RE: [Axiom-developer] Curiosities with Axiom mathematical structures

[Page, Bill]

Ralf, 

On Tuesday, March 14, 2006 9:56 AM you wrote:
> 
> On 03/14/2006 01:43 AM, Gabriel Dos Reis wrote:
> > "Bill Page" <address@hidden> writes:
> > 
> > | I agree with Martin. One should interpret:
> > | 
> > |   if Integer has Monoid(*,1)
> > | 
> > | as the question of whether F = (*,1) is a functor from 
> > | the category containing Integer to Monoid, the category
> > | of monoids.
> > 
> > 100% agreed.
> 
> But that looks like strange syntax to me. If I want to ask
> 
>    F(Integer) \in Ob(Monoid)
> 
> and I have to write "Integer has Monoid(*,1)" that does not 
> really look natural to me.
> 

Category theorists purist do not like to write set membership
because it implies that categories are always sets. They
prefer to posit the existence of a functor.
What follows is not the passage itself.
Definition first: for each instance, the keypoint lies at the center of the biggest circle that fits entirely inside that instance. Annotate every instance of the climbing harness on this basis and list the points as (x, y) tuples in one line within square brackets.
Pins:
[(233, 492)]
But you are right,
describing the functor this way does not seem very "natural"
in Aldor syntax.

What if we say:

  Monoid(Integer,*,1)

denotes the particular object in Monoid (since this is what
we have to write in Aldor anyway). Then the functor F maps
Integer into Monoid(Integer,*,1):

    Integer |-> Monoid(Integer,*,1)

The objects in Monoid are categories both in the sense of
Aldor and in the sense of category theory. Then:

  Integer has Monoid(Integer,*,1)

Looks "natural" since this depends a the Aldor category
containment relation rather than an element-of relation. I.e.
the Aldor category 'Monoid(Integer,*,1)' is a sub-category
of the Aldor category containing Integer. This is just the
concept of type satisfaction in Aldor.

Regards,
Bill Page.